RE: [Xen-devel] Re: [ANNOUNCE] virtbench now has xen support

> -----Original Message-----
> From: xen-devel-bounces@xxxxxxxxxxxxxxxxxxx 
> [mailto:xen-devel-bounces@xxxxxxxxxxxxxxxxxxx] On Behalf Of 
> Jan Michael
> Sent: 24 May 2007 16:37
> To: Jeremy Fitzhardinge; Anthony Liguori; Rusty Russell; Xen 
> Mailing List
> Cc: Alex Iribarren
> Subject: Re: [Xen-devel] Re: [ANNOUNCE] virtbench now has xen support
> 
> Hi Everybody,
> 
> On 23.05.2007, at 20:05, Jan Michael wrote:
> > The benchmark passed with the following outcome:
> >
> > Time for one context switch via pipe: 8734 (8640 - 9575)
> > Time for one Copy-on-Write fault: 5898 (5814 - 8963)
> > Time to exec client once: 573046 (565921 - 615390)
> > Time for one fork/exit/wait: 347687 (345750 - 362250)
> > Time to send 4 MB from host: 55785000 (27069625 - 315191500)
> > Time for one int-0x80 syscall: 370 (370 - 403)
> > Time for one syscall via libc: 376 (376 - 377)
> > Time to walk linear 64 MB: 1790875 (1711750 - 3332875)
> > Time to walk random 64 MB: 2254500 (2246000 - 2266250)
> > Time for one outb PIO operation: 721 (717 - 733)
> > DISABLED pte-update: glibc version is too old
> > Time to read from disk (256 kB): 18810406 (14266718 - 24088906)
> > Time for one disk read: 56343 (38593 - 201718)
> > DISABLED vmcall: not a VT guest
> > DISABLED vmmcall: not an SVM guest
> > Time to send 4 MB between guests: 94326750 (79872250 - 729306500)
> > Time for inter-guest pingpong: 130316 (119722 - 186511)
> > Time to sendfile 4 MB between guests: 134768000 (86528000 - 
> 417646000)
> > Time to receive 1000 1k UDPs between guests: 26010000 (23384000 -  
> > 66784000)
> 
> I didn't had anything to do with benchmarking in the past, and  
> especially not with virtualization benchmarks, so there are again  
> some questions related to the results of the benchmarking test:
> 
>       1. What can I read out of every single value which is 
> listed above?  

The time it takes to perform the particular microbenchmark. 

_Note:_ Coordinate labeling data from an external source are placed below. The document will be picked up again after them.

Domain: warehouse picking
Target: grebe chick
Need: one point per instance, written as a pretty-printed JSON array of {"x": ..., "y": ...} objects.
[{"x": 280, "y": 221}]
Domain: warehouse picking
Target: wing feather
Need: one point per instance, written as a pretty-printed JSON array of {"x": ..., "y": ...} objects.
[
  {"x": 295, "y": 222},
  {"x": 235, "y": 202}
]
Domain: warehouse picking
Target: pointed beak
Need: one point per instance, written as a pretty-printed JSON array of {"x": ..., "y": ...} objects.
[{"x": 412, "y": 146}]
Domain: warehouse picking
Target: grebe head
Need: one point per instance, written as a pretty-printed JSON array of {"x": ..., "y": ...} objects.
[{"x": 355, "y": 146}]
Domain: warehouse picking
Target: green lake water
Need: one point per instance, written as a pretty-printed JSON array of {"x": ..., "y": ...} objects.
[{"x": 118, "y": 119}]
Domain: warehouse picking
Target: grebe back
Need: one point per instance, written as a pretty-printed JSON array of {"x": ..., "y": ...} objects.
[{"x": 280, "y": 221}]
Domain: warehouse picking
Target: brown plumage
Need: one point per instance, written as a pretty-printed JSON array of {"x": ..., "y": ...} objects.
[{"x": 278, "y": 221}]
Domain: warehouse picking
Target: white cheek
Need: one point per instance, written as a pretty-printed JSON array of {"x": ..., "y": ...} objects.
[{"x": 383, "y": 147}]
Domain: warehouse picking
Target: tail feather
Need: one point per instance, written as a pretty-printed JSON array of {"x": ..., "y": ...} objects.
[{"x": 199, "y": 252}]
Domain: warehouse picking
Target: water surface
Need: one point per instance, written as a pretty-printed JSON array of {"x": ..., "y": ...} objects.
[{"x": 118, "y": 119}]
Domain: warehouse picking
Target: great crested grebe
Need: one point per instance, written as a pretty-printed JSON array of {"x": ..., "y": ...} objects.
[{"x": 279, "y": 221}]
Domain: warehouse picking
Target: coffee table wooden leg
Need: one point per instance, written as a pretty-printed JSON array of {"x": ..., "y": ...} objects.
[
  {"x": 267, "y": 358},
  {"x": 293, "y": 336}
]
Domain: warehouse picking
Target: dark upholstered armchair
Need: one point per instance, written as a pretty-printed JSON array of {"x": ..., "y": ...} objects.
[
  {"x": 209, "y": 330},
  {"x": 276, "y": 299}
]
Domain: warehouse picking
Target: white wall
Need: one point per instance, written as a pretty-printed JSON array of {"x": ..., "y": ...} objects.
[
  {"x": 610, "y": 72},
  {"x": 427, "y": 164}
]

> Can you please give a short explenation?
>       2. What are the unit(s) of the measured values?

Good question, and I don't know the actual answer. I suspect they are
clock-cycles or perhaps nanoseconds. It's clearly not milliseconds or
microseconds, so it's a "very short time-unit". 

>       3. What is a good value and what is a bad value? On 
> what does these  
> measures depend on - hardware or software or both?

They aren't good or bad values as such - they are comparative numbers.
There are no "absolute" good or bad values. If I say "ten seconds", that
may be a good value if you're running 100m. But it's certainly a bad
value for a computer running 10000 instructions, for example. 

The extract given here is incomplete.